I've tried reading various RFCs around Base64 encoding, but I couldn't make the ends meet. Yet there is an inconsistency between base64.decodebytes() and base64.decode() in that how they handle linebreaks that were used to collate the encoded text. Below is an example of what I'm talking about:

>>> import base64
>>> foo = base64.encodebytes(b'123456789')
>>> foo
b'MTIzNDU2Nzg5\n'
>>> foo = b'MTIzND\n' + b'U2Nzg5\n'
>>> foo
b'MTIzND\nU2Nzg5\n'
>>> base64.decodebytes(foo)
b'123456789'
>>> from io import BytesIO
>>> bytes_in = BytesIO(foo)
>>> bytes_out = BytesIO()
>>> bytes_in.seek(0)
0
>>> base64.decode(bytes_in, bytes_out)
Traceback (most recent call last):
  File "<stdin>", line 1, in <module>
  File "/somewhere/lib/python3.6/base64.py", line 512, in decode
    s = binascii.a2b_base64(line)
binascii.Error: Incorrect padding
>>> bytes_in = BytesIO(base64.encodebytes(b'123456789'))
>>> bytes_in.seek(0)
0
>>> base64.decode(bytes_in, bytes_out)
>>> bytes_out.getvalue()
b'123456789'

Obviously, I'd expect encodebytes() and encode both to either accept or to reject the same input.

Thanks.

Oleg

via Oleg Sivokon on python-dev (who was having trouble getting bugs.python.org account creation to work)

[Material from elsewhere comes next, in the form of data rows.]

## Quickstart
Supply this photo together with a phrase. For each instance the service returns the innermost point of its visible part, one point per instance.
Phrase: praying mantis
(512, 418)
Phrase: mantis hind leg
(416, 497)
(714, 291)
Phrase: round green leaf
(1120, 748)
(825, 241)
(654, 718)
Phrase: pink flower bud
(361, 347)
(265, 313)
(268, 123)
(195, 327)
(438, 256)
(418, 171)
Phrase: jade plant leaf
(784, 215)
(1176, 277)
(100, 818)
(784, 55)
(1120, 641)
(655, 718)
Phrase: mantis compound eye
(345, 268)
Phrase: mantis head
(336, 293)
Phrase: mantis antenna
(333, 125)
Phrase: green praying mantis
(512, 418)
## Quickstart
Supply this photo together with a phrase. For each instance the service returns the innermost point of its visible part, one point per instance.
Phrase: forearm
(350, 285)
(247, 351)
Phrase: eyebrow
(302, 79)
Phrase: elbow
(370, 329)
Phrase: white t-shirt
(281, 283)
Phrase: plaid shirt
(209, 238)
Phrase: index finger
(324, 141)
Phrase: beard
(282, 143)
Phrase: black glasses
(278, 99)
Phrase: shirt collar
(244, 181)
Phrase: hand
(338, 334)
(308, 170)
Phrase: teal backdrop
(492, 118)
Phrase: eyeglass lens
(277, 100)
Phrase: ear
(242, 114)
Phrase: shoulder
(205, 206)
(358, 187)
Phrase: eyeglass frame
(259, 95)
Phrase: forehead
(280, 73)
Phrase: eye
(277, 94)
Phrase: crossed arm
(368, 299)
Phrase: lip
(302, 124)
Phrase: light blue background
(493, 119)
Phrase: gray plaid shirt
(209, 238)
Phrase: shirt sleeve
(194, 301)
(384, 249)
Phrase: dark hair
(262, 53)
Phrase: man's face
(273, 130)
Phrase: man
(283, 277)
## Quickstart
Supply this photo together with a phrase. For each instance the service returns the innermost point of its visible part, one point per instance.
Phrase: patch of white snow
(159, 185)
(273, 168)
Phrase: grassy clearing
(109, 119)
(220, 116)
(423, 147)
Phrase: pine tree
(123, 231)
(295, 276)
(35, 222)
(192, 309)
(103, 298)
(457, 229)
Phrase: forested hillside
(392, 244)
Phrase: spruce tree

bitdancer commented 6 years ago

This reduces to the following:

>>> from binascii import a2b_base64 as f
>>> f(b'MTIzND\nU2Nzg5\n')
b'123456789'
>>> f(b'MTIzND\n')
Traceback (most recent call last):
  File "<stdin>", line 1, in <module>
binascii.Error: Incorrect padding

That is, decode does its decoding line by line, whereas decodebytes passes the entire object to a2b_base64 as a single entity. Apparently a2b_base64 looks at the padding for the entirety of what it is given, which I believe is in accordance with the RFC. This means that decode is fundamentally broken per the RFC, and there is no obvious way to fix it without adding an incremental decoder to binascii. And an incremental decoder probably belongs in codecs (assuming we ever resolved the transcode interface issue, I can't actually remember...).

Note that it will work as long as an "integral" number of base64 encoding units are in each line.

vadmium commented 6 years ago

I wrote an incremental base-64 decoder for the "codecs" module in bpo-27799, which you could use. It just does some preprocessing using a regular expression to pick four-character chunks before passing the data to a2b_base64. Or maybe implementing it properly in the "binascii" module is better.

Quickly reading RFC 2045, I saw it says "All line breaks or other characters not found in Table 1 [64 alphabet characters plus padding character] must be ignored by decoding software." So this is a real bug, although I think a base-64 encoder that triggers it would be rare.